For VW, investing far better than asset sales
Strategy boss plays down need to sell motorcycle brand Ducati or transmissions maker Renk
Volkswagen is more focused on its multi-billion-euro shift towards electric vehicles and transport services than any potential sale of motorcycle brand Ducati or transmissions maker Renk, its head of strategy told Reuters.
Analysts and bankers have been expecting Europe’s biggest carmaker to sell assets soon to help meet the cost of its diesel emissions test cheating scandal, which has already reached as much as $25 billion (Dh91.82 billion).
But Thomas Sedran said the German company was in no hurry to make divestments, which are opposed by its powerful labour unions, pointing to the group’s strong financial performance despite the “dieselgate” scandal.
“It’s much more important to discuss which new business fields the company will enter. Divestments are less relevant,” he said in an interview.
“Big decisions like how to expand or optimise the business portfolio of a global company need time and have to be developed by consensus. For Volkswagen, the topic of the business portfolio is very important but not time critical,” he said.
But the potential deal currently does not have the support of a majority on Volkswagen’s supervisory board, with labour leaders — who occupy half the board seats — resisting a sale unless there are compelling financial reasons.
“Top management has a clear idea of what belongs to core business and what doesn’t,” Sedran said, without elaborating.
“It is now a question of how the supervisory board will assess this and what one wants to do.”

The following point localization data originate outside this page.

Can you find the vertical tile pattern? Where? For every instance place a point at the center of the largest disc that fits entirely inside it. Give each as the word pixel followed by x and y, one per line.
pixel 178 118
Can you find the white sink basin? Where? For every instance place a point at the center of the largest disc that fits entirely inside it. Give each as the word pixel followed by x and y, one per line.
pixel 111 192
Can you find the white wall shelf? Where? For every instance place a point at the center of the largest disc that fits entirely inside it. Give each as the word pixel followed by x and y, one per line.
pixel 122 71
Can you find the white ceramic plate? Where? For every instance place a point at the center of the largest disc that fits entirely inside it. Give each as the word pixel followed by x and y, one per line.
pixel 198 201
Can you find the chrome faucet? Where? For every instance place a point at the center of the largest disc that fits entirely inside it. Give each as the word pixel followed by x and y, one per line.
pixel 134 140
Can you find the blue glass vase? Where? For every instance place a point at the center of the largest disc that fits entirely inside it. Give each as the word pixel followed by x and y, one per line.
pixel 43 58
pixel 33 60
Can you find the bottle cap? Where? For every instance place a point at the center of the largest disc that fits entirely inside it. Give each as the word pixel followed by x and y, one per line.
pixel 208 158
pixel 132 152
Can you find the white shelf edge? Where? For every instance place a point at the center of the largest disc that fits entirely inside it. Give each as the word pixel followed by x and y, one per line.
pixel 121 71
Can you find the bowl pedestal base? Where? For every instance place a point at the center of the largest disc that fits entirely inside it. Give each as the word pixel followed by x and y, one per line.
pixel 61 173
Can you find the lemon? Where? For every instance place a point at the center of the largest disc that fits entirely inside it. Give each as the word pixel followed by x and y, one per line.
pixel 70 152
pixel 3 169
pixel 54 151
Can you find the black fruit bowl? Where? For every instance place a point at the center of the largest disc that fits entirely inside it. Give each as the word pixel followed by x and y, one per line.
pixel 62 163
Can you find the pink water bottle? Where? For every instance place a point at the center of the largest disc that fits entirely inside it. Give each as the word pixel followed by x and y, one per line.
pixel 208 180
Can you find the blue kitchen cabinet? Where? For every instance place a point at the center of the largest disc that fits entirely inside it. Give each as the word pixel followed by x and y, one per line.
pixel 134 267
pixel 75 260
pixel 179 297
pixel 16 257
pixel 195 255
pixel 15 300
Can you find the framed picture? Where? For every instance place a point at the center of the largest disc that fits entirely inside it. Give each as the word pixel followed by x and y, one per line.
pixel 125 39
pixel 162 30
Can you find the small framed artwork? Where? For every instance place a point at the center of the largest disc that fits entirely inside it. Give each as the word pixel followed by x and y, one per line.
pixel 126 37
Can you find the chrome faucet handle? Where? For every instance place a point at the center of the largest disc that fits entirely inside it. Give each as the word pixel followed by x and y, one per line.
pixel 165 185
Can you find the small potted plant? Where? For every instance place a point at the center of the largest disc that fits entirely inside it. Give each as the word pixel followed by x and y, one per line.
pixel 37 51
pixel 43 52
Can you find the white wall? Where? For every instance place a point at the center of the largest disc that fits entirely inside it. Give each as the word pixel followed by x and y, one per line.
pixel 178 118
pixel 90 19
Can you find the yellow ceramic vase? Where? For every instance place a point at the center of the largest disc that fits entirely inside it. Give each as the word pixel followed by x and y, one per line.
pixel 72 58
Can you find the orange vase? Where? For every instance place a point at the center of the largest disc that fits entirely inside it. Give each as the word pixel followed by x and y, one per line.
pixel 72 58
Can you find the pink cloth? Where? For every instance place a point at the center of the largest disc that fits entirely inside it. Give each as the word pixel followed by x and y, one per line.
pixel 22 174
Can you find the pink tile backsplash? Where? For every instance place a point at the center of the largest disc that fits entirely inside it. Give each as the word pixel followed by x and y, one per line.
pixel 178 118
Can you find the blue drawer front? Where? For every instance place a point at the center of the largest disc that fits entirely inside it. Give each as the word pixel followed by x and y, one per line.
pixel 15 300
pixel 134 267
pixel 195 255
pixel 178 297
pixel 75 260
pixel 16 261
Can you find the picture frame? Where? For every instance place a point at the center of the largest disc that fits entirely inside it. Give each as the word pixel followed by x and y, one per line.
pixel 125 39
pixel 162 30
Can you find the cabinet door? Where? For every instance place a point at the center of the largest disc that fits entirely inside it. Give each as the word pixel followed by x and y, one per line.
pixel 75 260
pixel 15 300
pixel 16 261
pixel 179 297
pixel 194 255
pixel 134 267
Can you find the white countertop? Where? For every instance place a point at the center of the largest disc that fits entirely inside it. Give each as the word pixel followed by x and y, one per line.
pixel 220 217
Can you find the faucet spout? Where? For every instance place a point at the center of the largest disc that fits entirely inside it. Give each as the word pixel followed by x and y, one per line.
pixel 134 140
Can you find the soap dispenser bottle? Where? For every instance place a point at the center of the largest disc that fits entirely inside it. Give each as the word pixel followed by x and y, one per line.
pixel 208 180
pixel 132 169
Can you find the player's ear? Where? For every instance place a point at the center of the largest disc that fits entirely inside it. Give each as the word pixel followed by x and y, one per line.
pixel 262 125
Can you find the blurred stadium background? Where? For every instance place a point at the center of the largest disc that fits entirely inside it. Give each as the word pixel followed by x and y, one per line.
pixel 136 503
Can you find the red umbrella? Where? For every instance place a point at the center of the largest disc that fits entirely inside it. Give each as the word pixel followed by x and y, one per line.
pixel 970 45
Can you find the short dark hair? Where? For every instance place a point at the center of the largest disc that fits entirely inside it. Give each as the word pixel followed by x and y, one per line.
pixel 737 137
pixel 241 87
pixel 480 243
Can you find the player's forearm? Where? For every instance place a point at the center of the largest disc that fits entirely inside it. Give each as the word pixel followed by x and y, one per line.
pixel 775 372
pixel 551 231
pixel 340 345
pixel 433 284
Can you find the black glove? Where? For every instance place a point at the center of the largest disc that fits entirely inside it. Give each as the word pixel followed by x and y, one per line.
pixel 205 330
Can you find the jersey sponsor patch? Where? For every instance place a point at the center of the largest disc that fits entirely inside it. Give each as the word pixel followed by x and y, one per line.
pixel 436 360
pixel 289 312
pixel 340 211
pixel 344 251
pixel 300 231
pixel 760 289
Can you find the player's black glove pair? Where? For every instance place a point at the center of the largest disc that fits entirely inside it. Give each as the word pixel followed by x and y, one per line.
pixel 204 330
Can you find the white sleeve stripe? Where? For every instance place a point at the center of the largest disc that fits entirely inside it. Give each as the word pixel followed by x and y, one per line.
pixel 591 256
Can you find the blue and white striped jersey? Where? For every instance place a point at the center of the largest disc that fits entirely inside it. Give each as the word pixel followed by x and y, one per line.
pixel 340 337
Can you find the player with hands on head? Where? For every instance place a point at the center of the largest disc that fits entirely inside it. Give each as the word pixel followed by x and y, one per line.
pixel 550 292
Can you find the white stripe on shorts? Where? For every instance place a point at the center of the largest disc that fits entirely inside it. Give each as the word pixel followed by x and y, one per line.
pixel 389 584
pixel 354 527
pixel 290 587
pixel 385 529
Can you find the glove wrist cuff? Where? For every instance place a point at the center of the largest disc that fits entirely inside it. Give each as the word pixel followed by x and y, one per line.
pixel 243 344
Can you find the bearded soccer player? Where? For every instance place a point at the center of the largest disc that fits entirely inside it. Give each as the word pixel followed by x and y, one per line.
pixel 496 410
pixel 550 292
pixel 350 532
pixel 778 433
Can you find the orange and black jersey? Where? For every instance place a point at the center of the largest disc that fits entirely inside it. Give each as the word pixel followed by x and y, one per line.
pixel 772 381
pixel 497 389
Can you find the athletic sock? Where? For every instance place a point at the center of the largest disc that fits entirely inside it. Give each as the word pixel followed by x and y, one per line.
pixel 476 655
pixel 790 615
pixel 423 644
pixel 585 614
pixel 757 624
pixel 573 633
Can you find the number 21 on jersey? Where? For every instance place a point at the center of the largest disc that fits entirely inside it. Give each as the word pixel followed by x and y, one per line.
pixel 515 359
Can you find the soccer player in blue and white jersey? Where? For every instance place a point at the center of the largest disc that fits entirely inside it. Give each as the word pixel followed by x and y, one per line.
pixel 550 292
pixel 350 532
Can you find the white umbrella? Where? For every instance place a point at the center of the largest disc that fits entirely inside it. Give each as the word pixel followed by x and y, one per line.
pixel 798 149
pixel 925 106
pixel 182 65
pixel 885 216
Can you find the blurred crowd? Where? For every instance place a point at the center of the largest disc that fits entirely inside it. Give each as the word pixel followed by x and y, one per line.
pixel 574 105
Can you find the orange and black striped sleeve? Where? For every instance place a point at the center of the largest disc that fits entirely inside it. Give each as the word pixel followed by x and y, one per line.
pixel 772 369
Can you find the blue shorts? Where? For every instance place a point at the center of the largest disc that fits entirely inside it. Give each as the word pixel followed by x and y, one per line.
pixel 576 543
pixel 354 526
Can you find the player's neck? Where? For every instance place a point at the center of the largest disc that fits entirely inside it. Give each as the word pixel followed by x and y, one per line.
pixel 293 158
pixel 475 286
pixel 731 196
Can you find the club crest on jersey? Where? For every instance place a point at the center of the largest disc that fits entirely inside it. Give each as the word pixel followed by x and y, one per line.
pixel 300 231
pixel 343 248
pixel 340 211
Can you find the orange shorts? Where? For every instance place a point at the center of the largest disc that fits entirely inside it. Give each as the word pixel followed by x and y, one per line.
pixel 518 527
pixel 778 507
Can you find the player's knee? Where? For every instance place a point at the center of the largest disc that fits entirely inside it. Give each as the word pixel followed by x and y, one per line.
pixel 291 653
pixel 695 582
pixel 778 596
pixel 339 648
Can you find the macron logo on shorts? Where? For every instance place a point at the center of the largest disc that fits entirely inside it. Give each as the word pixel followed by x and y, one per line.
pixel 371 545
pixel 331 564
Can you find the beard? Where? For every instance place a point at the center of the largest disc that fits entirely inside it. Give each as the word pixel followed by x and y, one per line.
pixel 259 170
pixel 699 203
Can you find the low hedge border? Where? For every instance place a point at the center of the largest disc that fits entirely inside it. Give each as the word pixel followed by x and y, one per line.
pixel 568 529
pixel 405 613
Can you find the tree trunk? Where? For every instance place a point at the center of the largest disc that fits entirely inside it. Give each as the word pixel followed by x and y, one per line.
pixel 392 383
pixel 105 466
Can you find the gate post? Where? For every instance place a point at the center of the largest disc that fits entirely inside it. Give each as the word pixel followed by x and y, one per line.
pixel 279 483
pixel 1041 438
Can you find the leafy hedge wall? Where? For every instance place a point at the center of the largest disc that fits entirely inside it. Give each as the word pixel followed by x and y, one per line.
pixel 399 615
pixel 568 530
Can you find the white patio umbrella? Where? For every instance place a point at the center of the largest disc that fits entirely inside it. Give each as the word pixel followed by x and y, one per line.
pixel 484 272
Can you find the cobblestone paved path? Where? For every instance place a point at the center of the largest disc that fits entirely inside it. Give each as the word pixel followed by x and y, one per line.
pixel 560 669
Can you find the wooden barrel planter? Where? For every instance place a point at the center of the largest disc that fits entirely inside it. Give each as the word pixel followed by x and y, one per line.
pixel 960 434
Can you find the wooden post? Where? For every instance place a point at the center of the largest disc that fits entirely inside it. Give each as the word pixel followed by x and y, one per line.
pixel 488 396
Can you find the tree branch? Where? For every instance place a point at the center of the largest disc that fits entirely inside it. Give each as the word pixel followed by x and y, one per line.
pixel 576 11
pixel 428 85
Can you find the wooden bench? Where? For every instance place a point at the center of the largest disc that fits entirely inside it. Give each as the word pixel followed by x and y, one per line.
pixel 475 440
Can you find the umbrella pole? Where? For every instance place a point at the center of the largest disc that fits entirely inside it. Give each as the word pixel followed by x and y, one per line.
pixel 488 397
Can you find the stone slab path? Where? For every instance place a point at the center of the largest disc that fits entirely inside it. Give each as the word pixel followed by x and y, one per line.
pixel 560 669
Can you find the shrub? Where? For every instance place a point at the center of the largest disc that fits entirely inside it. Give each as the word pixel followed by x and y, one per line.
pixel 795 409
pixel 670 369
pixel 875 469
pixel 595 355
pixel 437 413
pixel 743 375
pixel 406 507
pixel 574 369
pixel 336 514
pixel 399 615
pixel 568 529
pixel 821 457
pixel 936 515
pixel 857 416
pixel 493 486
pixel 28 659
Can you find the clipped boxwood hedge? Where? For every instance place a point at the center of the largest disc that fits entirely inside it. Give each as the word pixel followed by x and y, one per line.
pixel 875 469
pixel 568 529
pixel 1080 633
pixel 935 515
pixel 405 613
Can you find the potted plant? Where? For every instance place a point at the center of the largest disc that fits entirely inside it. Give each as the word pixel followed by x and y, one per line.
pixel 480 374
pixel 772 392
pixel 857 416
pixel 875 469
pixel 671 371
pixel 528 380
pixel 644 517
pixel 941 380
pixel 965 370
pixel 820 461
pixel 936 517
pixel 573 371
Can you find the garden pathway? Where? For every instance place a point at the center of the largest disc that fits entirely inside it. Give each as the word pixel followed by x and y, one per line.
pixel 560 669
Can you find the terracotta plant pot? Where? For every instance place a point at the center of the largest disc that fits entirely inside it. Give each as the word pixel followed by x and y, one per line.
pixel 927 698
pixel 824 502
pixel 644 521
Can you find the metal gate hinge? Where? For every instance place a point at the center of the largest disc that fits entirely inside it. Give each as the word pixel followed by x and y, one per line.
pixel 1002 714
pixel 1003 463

He said the range of possible changes was “far greater than just the things that are seized on in public discussion”, adding the money to pay for the emissions scandal had to be found somewhere.
“So it’s perfectly plausible that we consider whether the time may have come to find a more suitable owner for certain business areas,” said Sedran, a former head of General Motors in Europe who joined Volkswagen two months after the scandal broke.